A while back, I reported on Red Yeast Rice Extract for cholesterol control. Since then, I was posed the question of, “If red yeast rice extract’s active ingredient is the exact same as a prescribed statin, then why do people who can’t tolerate their prescribed statin do well on it?”
Well, that’s a good question that I didn’t have a ready answer for at the time. After some research and reflection, I’m willing to hazard a few guesses. Contained in this post is also a call for the supplement industry to standardize their Red Yeast Rice Extracts and to challenge the legal validity of the FDA’s regulation of products that naturally contain lovastatin.
The Statin Complex
The first statin to be marketed was lovastatin (Mevacor) which was approved in 1987 by the FDA and is also found in Red Yeast Rice Extract formulations.
Since then, the pharmaceutical companies have created a laundry list of statins:
Some of these are slightly chemically altered variations on lovastatin like simvastatin (Zocor) while others are radically different in chemical makeup and contain unnaturally occurring fluorine like rosuvastatin (Crestor).
Some of these are more problematic in producing side effects like muscle weakness and muscle breakdown otherwise known as rhabdomyolysis.
These statins can be divided into two groups: hydrophilic and lipophilic. This means that one group is more water soluble while the other is more fat soluble. The hydrophilic group seems in general, less problematic than the lipophilic ones.
One possible explanation for this is that the lipophilic group would have a greater potential to enter and linger in muscle tissue causing weakness and breakdown. Lovastatin is in the lipophilic class.
The motivation for producing these various forms of statins by the pharmaceutical companies is not necessarily to produce a better drug, but rather to slightly alter an existing one to obtain exclusive rights to market it. In other words, profit is the bottom line when it comes to producing different types of statins.
The Red Yeast Rice Extract (RYRE) Statin Complex
The statin compounds in RYRE are called monacolins of which there are fourteen. Monacolin K is the orginal name for lovastatin (Mevacor). The other monacolins have names like monacolin I through IV. All have similar, but slightly different chemical structures and do not contain flourine.
This rich mix of natural statins may offer a more efficient, less toxic form of cholesterol control than the single synthetic statin in pill form offered by pharmaceutical companies.

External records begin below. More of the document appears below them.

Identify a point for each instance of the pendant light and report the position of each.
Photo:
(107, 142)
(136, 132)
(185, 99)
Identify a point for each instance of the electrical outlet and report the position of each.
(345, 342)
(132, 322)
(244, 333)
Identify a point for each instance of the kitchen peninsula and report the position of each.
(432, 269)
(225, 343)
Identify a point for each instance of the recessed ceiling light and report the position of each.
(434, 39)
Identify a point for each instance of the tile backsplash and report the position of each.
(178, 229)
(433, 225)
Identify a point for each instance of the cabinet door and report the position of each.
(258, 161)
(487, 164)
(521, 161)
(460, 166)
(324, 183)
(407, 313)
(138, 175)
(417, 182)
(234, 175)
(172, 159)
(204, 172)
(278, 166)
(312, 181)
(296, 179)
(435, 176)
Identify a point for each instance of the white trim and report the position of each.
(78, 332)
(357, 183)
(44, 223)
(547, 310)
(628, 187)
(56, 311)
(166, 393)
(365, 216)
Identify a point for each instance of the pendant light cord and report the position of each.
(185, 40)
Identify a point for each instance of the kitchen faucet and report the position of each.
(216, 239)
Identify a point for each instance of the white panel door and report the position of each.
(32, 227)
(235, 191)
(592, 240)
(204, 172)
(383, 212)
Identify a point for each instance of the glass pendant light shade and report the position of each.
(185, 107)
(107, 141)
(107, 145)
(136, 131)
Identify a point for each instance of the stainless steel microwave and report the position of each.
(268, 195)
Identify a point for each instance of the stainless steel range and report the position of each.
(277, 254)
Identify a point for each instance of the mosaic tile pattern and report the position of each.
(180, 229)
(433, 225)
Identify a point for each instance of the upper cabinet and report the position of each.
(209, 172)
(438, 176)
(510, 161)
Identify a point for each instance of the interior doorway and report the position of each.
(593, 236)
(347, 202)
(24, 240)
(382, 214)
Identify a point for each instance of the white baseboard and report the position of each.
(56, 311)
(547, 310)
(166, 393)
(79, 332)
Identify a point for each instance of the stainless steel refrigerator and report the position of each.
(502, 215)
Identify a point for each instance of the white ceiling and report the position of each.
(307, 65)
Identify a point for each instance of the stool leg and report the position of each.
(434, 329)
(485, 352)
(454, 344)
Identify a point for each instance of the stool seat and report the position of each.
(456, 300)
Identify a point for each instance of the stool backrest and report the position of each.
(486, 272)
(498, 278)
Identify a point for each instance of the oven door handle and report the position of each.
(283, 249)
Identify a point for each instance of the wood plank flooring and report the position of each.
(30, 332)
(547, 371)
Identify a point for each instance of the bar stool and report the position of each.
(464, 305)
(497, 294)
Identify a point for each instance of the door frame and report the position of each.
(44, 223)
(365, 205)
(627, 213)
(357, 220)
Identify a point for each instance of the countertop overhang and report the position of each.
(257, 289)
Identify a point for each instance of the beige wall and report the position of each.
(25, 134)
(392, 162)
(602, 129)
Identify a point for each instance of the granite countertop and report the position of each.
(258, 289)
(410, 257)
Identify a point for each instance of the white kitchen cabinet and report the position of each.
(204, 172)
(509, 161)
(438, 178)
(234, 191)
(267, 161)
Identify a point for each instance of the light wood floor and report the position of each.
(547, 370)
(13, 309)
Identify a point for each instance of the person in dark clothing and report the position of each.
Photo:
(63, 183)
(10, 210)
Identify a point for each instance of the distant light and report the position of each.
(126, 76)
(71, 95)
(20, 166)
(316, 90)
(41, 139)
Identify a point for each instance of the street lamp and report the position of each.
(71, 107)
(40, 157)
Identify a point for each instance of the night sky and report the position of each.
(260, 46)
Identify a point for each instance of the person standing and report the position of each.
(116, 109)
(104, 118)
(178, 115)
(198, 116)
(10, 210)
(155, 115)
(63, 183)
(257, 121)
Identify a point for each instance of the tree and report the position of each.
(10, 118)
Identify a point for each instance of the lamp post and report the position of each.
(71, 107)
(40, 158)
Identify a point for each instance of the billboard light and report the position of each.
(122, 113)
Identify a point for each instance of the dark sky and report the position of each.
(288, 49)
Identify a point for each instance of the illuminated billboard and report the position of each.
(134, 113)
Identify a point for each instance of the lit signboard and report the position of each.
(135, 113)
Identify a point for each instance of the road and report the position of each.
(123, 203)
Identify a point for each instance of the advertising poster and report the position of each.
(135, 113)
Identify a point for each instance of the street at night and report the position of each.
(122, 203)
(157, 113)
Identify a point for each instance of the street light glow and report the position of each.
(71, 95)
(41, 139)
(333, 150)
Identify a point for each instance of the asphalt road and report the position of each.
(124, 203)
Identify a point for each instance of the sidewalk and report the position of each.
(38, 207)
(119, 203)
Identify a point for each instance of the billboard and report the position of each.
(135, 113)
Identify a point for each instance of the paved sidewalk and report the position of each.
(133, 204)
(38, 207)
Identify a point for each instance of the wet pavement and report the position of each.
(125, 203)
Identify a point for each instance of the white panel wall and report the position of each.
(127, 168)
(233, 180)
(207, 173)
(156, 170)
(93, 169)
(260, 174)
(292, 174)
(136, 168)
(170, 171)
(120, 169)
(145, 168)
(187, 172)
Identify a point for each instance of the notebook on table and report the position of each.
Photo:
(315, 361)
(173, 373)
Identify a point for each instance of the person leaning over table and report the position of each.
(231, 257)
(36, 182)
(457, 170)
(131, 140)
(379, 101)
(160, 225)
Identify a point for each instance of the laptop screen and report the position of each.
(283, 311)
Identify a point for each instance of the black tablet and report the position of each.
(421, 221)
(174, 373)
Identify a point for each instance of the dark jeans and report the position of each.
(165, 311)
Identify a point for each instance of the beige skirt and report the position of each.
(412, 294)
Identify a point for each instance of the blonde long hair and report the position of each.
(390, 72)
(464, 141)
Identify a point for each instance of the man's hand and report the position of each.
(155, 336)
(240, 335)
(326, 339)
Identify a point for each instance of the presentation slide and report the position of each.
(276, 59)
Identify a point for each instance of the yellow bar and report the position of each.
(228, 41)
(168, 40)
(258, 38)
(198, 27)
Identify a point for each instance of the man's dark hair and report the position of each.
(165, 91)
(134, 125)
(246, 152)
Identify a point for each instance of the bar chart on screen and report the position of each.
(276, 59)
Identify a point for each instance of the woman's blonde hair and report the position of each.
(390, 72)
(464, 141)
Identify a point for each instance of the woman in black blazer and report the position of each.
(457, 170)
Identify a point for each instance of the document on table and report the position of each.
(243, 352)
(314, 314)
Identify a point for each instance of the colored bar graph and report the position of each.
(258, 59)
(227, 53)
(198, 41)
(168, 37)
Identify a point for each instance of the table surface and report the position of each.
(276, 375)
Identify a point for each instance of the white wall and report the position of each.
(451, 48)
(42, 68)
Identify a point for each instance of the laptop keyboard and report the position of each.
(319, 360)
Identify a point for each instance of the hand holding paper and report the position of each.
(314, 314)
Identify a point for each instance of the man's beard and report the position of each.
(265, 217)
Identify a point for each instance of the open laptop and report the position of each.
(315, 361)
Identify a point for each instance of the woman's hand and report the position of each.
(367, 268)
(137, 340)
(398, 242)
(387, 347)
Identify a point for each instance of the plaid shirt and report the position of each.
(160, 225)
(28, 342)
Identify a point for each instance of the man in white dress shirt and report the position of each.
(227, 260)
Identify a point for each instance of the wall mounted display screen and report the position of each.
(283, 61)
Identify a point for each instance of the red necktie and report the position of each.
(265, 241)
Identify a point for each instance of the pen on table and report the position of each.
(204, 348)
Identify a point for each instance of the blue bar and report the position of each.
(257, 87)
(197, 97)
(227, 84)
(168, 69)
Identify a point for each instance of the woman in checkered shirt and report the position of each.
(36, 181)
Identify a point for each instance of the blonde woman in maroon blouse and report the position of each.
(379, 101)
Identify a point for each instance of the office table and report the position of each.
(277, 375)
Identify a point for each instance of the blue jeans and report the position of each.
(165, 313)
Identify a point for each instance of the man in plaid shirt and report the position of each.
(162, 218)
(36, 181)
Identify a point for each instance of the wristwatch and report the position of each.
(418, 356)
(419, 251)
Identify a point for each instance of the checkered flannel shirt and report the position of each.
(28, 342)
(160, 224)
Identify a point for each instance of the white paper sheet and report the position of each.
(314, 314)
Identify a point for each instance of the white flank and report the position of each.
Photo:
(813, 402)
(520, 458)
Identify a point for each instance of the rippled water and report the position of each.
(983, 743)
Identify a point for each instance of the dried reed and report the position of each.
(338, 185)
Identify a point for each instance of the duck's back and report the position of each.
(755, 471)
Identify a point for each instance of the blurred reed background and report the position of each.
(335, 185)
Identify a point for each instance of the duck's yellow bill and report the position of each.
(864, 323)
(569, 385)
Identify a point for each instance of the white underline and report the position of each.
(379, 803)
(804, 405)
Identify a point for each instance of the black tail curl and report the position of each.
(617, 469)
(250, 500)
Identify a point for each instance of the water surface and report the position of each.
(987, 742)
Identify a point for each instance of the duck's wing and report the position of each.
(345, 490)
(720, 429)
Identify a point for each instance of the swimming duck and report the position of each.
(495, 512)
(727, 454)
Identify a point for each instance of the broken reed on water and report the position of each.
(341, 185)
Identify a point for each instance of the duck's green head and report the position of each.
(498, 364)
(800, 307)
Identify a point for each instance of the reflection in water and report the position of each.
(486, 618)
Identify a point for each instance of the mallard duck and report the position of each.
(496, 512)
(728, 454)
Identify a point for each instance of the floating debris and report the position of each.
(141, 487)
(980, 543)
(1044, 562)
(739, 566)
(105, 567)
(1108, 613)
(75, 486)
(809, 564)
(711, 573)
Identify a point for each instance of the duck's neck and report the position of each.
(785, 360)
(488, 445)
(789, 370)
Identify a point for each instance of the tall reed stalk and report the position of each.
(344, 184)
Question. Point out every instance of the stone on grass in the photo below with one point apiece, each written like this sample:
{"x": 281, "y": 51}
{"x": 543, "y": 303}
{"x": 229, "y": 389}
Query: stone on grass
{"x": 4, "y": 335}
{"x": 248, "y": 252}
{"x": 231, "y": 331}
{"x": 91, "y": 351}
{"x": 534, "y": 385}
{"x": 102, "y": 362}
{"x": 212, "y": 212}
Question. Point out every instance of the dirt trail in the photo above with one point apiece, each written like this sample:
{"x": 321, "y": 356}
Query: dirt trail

There are also sterols, isoflavones, and monounsaturated fatty acids in the extract which may also contribute to cholesterol control.
Maybe It’s in the Dose?
Pharmaceutical statins usually come in 10, 20 and 40 mg doses and are given in up to 80 mg/day.
A number of RYRE’s were tested for total monacolins and monacolin K (lovastatin). Total monacolins ranged from 0.3 mg to 11.5 mg with half being monacolin K. So maybe it is the lower dosage that makes it less troublesome to users.
Some users of pharmaceutical statins experience similar cholesterol control with fewer side effects when the dosage was reduced.
Statin research would suggest that taking more than the smallest dosage of 10 mg gives only moderate gains in cholesterol control with greater potential for adverse side effects (http://www.pmri.org/forum/showthread.php?t=249).
A Call for Red Yeast Rice Extract (RYRE) Standardization
The fact that the statins (monacolins) in RYRE vary widely calls for the industry to standardize this product. However, the supplement industry has had its hands tied in this respect because one of the ingredients is a patented pharmaceutical and thereby regulated by the FDA.
A while back, Swanson Health Products had their RYRE ordered to be pulled off the shelf because it contained lovastatin. Which is an endorsement of sorts.
Big Pharma traditionally avoids working with chemically unaltered compounds that naturally occur in plants since they can’t be patented.
How this naturally occurring compound became a patented prescription drug seems to violate all the regulatory laws and conventions.
Perhaps by standardizing RYRE to total monacolins without specific reference to monacolin K (lovastatin) the supplement industry could circumvent their problems with the FDA.
Both the FDA and the supplement industry should be working cooperatively to provide standardized RYRE that is free of citrinin, a toxic contaminate produced by a mold that can lead to kidney failure and of products spiked with prescription statins.
One should not get the idea that people taking RYRE haven’t experienced identical side effects to those taking conventional statins, however this is one more reason for the standardization of RYRE.